A trumpet announced the picadors, who trundled out with their lances on their blindfolded, mattressed horses. Pepe drew the bull into one of the picador’s horses. As the bull hit, the picador leaned down on his lance and drove the point into the hump of muscle. The horse’s front legs came off the ground. The crowd cheered the bull’s willingness to charge and its strength.

The picadors left the ring. Pepe’s team lined up with their banderillas, which they placed efficiently into the bull’s neck. Pepe came out for his faena and Javier and Paco leaned forward to study the final act.

The nervousness and disinterest in the cape the bull had shown at the beginning became more apparent in the faena. It took Pepe nearly half his faena to persuade the bull to take to the muleta. When the bull finally responded the band played a slow
paso doble.
Pepe went on to kill the bull well. Javier and Paco thought it had been a creditable performance with a distracted bull. The crowd applauded, but no white handkerchiefs dabbed the air asking for an ear.

Pepín Liria’s first bull did not take to the ring. It burst out into the bright roar, took ten strides and turned tail. It trotted around, butting the barriers. Its only moment came when, running through the cape, a horn caught in the ground and the bull performed a perfect half-ton somersault.

Vicente Bejarano’s bull was strong and fast and interested in the muleta.

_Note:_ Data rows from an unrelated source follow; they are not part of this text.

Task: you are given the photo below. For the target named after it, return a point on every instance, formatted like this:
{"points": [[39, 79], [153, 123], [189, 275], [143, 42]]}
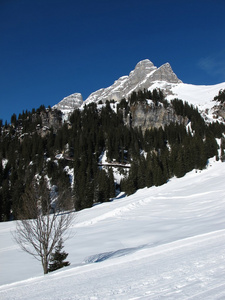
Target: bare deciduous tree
{"points": [[41, 225]]}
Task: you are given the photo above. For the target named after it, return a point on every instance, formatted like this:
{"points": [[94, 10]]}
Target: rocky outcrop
{"points": [[69, 103], [152, 116], [142, 77]]}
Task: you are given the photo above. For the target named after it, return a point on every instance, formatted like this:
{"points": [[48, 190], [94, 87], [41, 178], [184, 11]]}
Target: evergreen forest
{"points": [[65, 156]]}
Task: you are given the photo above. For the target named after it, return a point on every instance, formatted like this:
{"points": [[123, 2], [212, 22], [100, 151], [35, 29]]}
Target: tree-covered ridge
{"points": [[67, 155]]}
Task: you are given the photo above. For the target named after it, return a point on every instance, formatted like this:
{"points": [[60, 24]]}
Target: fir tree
{"points": [[57, 259]]}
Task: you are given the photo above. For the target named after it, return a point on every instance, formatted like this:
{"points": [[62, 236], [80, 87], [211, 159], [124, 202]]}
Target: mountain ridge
{"points": [[146, 76]]}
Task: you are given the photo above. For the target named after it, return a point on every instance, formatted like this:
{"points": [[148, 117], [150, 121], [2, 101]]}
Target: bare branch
{"points": [[39, 231]]}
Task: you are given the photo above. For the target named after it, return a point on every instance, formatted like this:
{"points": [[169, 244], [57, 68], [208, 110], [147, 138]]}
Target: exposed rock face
{"points": [[153, 116], [69, 103], [48, 119], [142, 77]]}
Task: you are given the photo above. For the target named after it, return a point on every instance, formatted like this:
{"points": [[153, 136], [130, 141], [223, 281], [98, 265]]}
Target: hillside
{"points": [[146, 138], [164, 242]]}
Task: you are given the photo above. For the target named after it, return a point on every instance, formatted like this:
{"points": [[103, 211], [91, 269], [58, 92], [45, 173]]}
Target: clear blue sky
{"points": [[50, 49]]}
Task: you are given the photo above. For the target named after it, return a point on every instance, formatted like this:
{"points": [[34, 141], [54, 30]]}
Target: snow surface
{"points": [[162, 242]]}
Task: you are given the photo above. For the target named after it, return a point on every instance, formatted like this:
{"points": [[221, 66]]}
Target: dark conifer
{"points": [[57, 259]]}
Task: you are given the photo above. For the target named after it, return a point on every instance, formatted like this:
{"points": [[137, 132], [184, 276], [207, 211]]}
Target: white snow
{"points": [[164, 242]]}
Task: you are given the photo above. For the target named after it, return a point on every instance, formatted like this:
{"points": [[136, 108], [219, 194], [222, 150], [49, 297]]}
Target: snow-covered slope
{"points": [[147, 76], [142, 77], [164, 242]]}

The crowd took to the animal, but it was not Bejarano’s day. He could not forge any connection
with the beast and, although he produced some fine sculpted moments, never controlled the bull.

At 18.40 the sun was still shining on the expectant crowd sitting in
Sol
when the door opened into the plaza and Biensolo trotted out and took stock. There was no rushing madness, there was no charging at barriers or senseless butting. He looked around the plaza and decided it was his.

The crowd murmured, unsure of this bull, worried that it might know more than it should. Pepe walked out towards him and laid his cape at his feet. The bull took exception to the intrusion and charged him, fast, direct, head down. From that moment the crowd knew that this was the bull of the day and that if Pepe could control him then they would see something unique.

‘This should have been Pepín’s bull,’ said the man sitting next to Paco.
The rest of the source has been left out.